Milagre foi suportar bastante os reflexos tranquilizadores da luminescência esmeraldina do mercado novinho em folha. Nessas circunvizinhanças do verão, mais uma vez improvisado quanto à sobrevivência dos comerciantes emergentes (ex-barraqueiros), usufruir das exigências do moderníssimo agrupamento de comes, bebes e de uma massa autenticamente gentil intencionará a sua hospitaleira probabilidade. Bonificações como a reabertura simultânea do prédio, logo de cara, acrescentarão exitosos prognósticos de empregabilidade e rentabilidade a seus comerciantes.

Implantado no bojo de um plano ambicioso que pretende resgatar parte da história do Rio Vermelho, através de uma parceria público-privada (PPP) entre a prefeitura e a Cervejaria Schincariol, o conjunto de obras prevê, além do reerguimento do entreposto, um mirante, um restaurante panorâmico, um memorial ao português Diogo Álvares Correia, apelidado de Caramuru pelos nativos, e uma colônia de pescadores.

Tarefas acessórias embargadas pelo juiz Carlos d'Ávila Teixeira, mesmo responsável pela suspensão do prosseguimento das barracas na orla.

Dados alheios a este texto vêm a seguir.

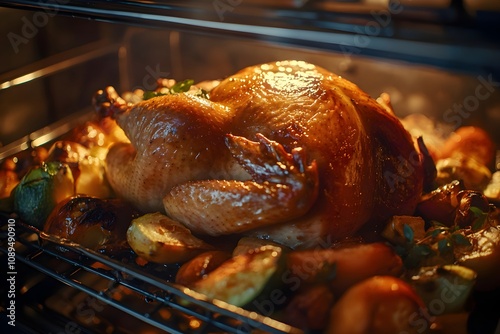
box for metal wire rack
[0,216,301,333]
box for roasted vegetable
[233,237,288,256]
[47,141,112,198]
[12,162,75,229]
[285,283,335,331]
[175,250,231,287]
[127,212,213,263]
[44,196,138,252]
[326,276,431,334]
[287,243,403,295]
[381,216,425,245]
[191,246,284,308]
[410,265,477,315]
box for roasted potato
[127,212,213,263]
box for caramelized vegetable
[326,276,429,334]
[411,265,477,315]
[44,196,137,252]
[127,212,213,263]
[12,162,75,229]
[47,141,112,198]
[287,243,403,295]
[175,250,231,286]
[457,226,500,290]
[416,180,465,226]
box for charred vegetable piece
[326,276,430,334]
[411,265,477,315]
[127,212,213,263]
[191,246,284,306]
[44,196,138,252]
[287,243,403,295]
[416,180,465,226]
[175,250,231,287]
[12,162,75,229]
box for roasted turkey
[94,61,424,248]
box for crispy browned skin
[99,61,423,247]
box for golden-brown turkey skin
[103,61,423,247]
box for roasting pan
[0,0,500,333]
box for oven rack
[0,215,302,334]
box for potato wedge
[175,250,231,287]
[127,212,213,264]
[287,243,403,295]
[44,196,138,253]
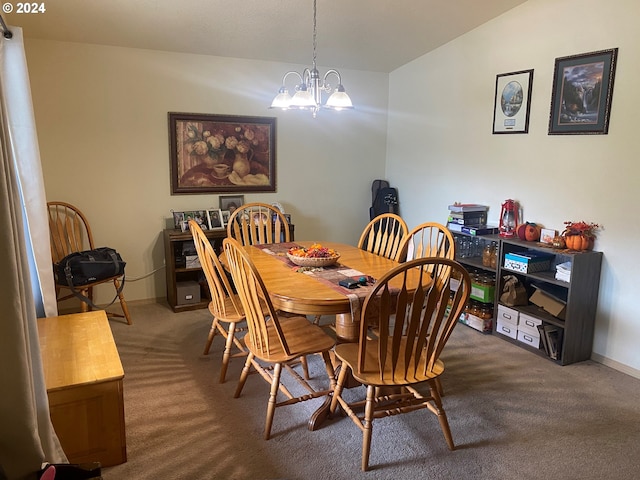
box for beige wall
[387,0,640,375]
[26,39,388,302]
[21,0,640,375]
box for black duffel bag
[53,247,126,308]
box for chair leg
[361,385,376,472]
[218,322,236,383]
[329,365,349,414]
[300,355,309,380]
[429,378,456,450]
[202,317,218,355]
[322,352,336,391]
[233,353,253,398]
[264,363,282,440]
[435,377,444,397]
[80,288,93,312]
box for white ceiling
[4,0,526,72]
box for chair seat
[335,340,444,386]
[209,295,244,323]
[244,316,335,363]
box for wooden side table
[38,310,127,467]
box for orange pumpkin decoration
[564,235,593,251]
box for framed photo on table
[169,112,276,195]
[549,48,618,135]
[219,195,244,213]
[493,70,533,133]
[207,208,225,230]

Acredito no ritmo lento, "de formiguinha", da execução dos departamentos coadjuvantes de um complexo de lazer encravado em proporção jamais vista aqui em Salvador. Contrariando-se com a abstinência abrupta dos anexos do condomínio de 36 boxes, servidores reiniciam o atendimento e a recepção para sua obsessiva clientela reposta em órbita.

Estou convicto de que a perspectiva estética e funcional de vanguarda do Mercado do Peixe reatraia saudosistas das noites serenas, suaves, pacientes e ociosas da região onde ele se situa e adjacências e das demais localidades, bem como novatos, em grande parte simpatizantes da gastronomia. Já com as barracas lamentavelmente suprimidas em sua integralidade na orla, os soteropolitanos e turistas procuram escapar-se da traição e da inépcia recaídas em prejuízo incalculável dos proprietários dos imóveis. Retomar um dos velhos pontos diversionais e de encontro à nossa miscigenada gente baiana intervirá, quiçá, no seu rendimento próspero. Frutuoso consideravelmente do que nas praias agora incomuns e frequentadas em abundante timidez e refluxo.